Ambrose, Mrs. Kolaite thinks you ought to be in our accelerated arts and letters program. She thinks you should be in honors English, and our art instructors all agree-

  "Look, I don't want to be in that, okay?" I snap.

  Fritz looks shocked, like I've just asked her how she gets her fat ass in those pantyhose every morning, anyway. I mean, really-are they sprayed on permanently?

  "In my experience, students who have artistic ability also usually like to take part in art courses or writing courses," Fritz protests. "And in the long run, it would help. Why, art schools and liberal arts universities really do like to see that a student has a background in these kinds of subjects. It could give you a real leg up when you start to apply to college." While she's talking, she's rummaging around on her desk, balling up McDonald's sandwich wrappers and throwing them in her wastebasket, picking up stacks of paper and tossing them aside.

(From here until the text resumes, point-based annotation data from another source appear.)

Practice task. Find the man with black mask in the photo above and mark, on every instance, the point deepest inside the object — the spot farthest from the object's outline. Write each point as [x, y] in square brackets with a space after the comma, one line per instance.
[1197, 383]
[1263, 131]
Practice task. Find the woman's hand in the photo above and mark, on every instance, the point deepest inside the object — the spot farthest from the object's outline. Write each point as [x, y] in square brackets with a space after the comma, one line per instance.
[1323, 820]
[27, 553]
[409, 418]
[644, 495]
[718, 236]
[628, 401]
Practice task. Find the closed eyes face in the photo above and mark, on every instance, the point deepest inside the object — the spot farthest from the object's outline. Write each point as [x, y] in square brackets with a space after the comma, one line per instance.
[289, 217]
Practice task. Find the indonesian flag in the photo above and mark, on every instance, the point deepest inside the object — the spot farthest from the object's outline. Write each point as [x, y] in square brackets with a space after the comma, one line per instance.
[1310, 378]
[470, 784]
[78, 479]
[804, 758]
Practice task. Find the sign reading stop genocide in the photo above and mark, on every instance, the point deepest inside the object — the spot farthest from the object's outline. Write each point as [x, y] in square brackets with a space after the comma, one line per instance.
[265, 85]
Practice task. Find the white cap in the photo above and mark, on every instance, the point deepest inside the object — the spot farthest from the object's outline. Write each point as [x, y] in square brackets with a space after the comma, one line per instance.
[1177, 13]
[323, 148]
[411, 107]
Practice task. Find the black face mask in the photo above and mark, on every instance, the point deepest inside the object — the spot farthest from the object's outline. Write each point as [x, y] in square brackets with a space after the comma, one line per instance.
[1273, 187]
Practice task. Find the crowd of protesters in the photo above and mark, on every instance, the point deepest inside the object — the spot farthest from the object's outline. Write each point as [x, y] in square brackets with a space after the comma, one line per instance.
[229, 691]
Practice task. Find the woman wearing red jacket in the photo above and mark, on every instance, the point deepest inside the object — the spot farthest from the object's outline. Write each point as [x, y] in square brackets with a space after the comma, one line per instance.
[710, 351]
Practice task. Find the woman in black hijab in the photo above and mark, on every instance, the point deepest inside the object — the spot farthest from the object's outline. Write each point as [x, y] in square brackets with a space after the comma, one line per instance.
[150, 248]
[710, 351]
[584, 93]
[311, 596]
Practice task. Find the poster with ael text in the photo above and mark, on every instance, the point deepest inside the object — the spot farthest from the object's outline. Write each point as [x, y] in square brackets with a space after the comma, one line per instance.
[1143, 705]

  "And it seems to me," she says, pausing to take yet another sip of her Dr Pepper, "it seems that I remember another Ambrose-maybe at the art museum? Is there some talent that runs in the family?"

  There's something absolutely menacing about the way she's smiling at me, something horrific, like she's got me in her clutches. Like she knows every single last awful detail about my crummy life. Is that what this whole thing is about? The apple doesn't fall far from the tree?

  "Yeah, well, I don't have any inherited ability, all right?" I snap. "And I don't like it. Drawing, writing, whatever. I hate it. I don't want any part of it. Thank you for your time." These last few words should sound polite, but I say them with such hatred it's like I'm telling her Fuck off you fat cow. Cradling my notebooks, I stomp out of her office and down the hallway.

  I'm so pissed off, I can't stomach the thought of going back upstairs and sitting next to Angela Frieson while she licks her chops and sharpens her dissecting knife in her mind. So I veer straight toward the back exit and push the bar on the door, which trips the alarm. I make a run for it before Mr. Groce can arrive, walkie-talkie in hand, and find that it's Aura Ambrose who's just broken free.